In a further embodiment, the video stream 212 may be transformed within a studio prior to broadcasting and be altered or "sweetened" through computer manipulation. The sweetening may comprise different types of manipulation of the different fields 202, 204 of the three-dimensional video stream 212. For instance, under this sweetening scheme, video may be added into the stream 212 through animation or inteφolation. Colors and tones may be changed. For instance, colors which appear to pop out of the screen may be added in instances, and colors which appear to regress into the screen may be added in other instances.

Shadowing effects may be added, objects may be added, and the two-dimensional video stream may be passed through the encoding and transforming module 210 in part, in whole, or not at all. The resultant sweetened video stream is then mastered into a recording 215 and distributed for viewing to the end stations 230. This distribution may be through video rental shops, direct cable, or through the broadcast network described above.

Selective Scaling A further aspect of the present invention is a system and method for selective scaling.

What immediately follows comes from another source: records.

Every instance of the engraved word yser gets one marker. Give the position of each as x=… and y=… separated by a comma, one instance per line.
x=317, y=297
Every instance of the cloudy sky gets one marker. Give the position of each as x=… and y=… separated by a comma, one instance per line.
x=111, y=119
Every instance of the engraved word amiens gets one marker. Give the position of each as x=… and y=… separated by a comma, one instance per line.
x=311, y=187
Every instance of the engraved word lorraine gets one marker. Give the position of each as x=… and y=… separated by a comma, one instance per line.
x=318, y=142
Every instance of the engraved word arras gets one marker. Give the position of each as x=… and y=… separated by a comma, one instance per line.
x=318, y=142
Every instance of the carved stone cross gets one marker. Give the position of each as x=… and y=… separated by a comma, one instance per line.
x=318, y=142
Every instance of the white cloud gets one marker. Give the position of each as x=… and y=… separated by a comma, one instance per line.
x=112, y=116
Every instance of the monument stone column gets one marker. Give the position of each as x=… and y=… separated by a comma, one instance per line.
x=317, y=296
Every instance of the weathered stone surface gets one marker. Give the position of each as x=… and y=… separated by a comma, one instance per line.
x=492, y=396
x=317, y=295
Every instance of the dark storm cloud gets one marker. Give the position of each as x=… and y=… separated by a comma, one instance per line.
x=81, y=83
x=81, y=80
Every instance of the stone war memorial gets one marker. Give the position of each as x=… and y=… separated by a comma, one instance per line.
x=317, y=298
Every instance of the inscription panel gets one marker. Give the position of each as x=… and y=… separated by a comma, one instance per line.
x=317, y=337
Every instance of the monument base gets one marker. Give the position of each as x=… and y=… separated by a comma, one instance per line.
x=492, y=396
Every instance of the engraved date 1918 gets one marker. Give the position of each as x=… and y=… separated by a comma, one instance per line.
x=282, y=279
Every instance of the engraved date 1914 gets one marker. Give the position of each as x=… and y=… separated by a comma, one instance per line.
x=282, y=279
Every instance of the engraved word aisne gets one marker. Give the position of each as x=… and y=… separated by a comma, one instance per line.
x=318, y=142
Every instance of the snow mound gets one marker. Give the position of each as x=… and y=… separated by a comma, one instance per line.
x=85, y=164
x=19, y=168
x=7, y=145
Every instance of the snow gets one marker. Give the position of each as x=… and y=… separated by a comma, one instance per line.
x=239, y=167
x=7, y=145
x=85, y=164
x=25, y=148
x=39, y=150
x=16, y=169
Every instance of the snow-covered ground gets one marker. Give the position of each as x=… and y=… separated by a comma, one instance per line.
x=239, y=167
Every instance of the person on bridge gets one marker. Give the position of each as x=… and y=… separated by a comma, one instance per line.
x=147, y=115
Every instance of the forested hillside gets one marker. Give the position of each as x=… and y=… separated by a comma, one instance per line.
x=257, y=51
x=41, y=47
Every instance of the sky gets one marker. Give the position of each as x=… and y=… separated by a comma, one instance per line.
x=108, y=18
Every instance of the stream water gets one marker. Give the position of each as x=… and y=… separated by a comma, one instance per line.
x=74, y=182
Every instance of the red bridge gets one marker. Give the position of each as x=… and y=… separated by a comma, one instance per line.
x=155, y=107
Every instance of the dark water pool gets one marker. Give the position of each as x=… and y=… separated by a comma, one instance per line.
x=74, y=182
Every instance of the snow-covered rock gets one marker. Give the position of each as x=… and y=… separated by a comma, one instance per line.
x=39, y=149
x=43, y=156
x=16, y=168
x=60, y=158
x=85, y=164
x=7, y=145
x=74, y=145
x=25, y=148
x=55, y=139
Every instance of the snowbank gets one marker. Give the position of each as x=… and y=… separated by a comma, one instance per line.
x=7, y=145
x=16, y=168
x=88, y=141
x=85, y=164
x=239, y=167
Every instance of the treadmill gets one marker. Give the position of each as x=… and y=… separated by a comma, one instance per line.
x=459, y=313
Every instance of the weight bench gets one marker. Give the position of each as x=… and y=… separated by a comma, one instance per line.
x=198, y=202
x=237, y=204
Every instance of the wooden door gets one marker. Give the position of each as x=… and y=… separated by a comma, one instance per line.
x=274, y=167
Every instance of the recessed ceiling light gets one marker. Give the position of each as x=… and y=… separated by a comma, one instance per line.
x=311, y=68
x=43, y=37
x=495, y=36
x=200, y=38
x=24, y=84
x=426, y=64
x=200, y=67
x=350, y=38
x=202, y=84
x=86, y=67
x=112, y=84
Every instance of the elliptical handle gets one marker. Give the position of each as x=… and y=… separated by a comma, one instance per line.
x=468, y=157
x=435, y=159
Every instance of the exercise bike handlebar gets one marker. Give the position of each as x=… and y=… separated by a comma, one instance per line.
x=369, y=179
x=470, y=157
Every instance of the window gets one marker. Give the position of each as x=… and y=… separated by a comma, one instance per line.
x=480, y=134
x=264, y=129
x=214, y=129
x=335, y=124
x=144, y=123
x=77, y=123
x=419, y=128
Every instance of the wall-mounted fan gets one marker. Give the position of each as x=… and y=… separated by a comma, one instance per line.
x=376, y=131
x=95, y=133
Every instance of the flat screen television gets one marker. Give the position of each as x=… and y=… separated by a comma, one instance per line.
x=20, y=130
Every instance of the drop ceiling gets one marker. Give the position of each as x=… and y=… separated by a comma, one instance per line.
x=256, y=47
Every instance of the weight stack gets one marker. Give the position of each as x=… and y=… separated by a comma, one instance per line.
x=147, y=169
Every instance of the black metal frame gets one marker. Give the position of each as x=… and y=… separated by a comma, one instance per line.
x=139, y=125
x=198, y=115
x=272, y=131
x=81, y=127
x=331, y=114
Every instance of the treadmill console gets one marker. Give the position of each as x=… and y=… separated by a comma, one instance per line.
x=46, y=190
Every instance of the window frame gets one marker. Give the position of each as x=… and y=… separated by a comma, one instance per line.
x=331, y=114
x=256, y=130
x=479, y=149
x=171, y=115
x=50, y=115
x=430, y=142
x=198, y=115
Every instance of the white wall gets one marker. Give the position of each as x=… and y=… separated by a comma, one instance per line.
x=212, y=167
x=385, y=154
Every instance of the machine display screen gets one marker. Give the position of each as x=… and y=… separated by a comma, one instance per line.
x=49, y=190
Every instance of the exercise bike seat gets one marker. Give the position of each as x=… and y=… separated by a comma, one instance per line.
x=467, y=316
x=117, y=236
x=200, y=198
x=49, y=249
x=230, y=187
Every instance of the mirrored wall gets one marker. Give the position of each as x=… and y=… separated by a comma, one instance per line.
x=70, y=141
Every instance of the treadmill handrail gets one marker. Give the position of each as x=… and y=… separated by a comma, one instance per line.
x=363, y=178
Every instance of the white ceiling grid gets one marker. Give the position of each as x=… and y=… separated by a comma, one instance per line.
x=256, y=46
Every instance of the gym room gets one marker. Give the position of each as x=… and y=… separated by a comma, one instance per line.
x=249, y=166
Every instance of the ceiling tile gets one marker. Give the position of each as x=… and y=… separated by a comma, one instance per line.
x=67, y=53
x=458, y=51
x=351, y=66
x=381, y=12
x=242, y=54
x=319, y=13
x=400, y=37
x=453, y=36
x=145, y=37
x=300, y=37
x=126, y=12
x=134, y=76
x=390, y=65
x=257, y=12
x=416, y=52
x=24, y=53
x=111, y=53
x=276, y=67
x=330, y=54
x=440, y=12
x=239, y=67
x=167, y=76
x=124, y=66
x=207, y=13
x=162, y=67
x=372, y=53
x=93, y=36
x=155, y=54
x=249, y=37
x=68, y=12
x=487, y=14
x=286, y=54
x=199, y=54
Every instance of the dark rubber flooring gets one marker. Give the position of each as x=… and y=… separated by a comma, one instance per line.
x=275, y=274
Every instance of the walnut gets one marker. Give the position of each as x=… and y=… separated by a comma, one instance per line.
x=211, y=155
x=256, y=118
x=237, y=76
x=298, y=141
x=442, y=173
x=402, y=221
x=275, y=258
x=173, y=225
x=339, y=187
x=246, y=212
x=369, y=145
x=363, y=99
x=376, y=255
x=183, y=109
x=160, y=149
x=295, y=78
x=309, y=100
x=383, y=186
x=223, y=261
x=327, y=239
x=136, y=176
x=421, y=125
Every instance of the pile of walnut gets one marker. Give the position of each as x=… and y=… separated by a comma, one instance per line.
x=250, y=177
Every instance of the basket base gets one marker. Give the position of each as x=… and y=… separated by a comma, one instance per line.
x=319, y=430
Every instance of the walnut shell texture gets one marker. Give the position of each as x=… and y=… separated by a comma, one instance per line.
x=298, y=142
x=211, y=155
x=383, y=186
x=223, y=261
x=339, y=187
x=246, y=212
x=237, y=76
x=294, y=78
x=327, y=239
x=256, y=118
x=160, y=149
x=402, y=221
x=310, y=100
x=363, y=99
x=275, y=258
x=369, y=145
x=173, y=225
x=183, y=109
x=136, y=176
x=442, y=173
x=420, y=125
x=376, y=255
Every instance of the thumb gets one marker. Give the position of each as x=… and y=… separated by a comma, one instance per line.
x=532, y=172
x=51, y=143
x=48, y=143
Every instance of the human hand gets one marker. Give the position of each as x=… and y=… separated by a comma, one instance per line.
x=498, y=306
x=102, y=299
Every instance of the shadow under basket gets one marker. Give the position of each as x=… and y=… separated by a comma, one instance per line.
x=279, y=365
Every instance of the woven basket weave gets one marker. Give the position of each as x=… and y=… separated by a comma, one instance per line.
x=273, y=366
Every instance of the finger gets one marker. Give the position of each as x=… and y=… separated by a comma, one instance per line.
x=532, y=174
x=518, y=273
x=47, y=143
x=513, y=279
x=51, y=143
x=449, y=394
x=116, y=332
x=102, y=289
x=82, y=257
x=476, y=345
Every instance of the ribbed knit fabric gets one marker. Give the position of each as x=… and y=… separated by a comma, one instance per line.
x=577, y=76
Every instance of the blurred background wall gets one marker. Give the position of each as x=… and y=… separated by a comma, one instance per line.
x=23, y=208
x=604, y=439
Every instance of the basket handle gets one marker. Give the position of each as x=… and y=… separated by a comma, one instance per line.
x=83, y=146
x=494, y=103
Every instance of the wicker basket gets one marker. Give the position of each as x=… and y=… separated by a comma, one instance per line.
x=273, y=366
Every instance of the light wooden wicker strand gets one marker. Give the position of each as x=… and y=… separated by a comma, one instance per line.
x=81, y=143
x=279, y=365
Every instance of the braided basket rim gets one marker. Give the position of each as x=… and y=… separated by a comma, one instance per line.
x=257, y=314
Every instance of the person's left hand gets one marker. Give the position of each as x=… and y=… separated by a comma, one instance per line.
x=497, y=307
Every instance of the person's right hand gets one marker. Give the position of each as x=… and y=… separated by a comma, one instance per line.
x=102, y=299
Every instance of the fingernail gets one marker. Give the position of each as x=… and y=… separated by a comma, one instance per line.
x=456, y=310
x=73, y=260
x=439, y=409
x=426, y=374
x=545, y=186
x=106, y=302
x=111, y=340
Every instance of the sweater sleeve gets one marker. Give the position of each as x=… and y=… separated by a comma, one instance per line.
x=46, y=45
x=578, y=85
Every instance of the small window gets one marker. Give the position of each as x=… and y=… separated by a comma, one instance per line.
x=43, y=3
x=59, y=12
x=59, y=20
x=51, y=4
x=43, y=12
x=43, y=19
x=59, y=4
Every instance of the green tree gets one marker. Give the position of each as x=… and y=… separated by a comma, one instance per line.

According to one embodiment of the present invention, selective scaling comprises expanding or reducing objects within a frame while leaving the background the same or scaling the background in the other direction. In one embodiment, the objects are chosen based on the pixel movement from frame to frame. By taking the difference in pixels from succeeding frames that change beyond a certain threshold, a shape can be isolated. This shape represents the movement or changes from frame to frame. Complete scene changes would be detected as a massive change and would not be scaled. Slight changes from one frame to the next would also not be scaled.

Referring to Figure 10, shown therein is a schematic block diagram of one embodiment of a selective scaling system. The system 250 comprises a video in line 252 on which digitized video is received into an incoming video sequence storage module 254. The storage module 254 disassembles the video into a plurality of frames and stores those individual frames temporarily on frame buffers 256. The buffers 256 are also used in the embodiments described above for effecting frame delays.

The differences in the individual pixels of the different frames stored in the frame buffers 256 is observed and calculated with a pixel difference sequence control. The differences between frames is stored in a pixel difference buffer 262. Using these differences, the outline of a shape of an object that is moving faster or more slowly than the remainder of objects in the frame is determined with a determine shape difference module 266.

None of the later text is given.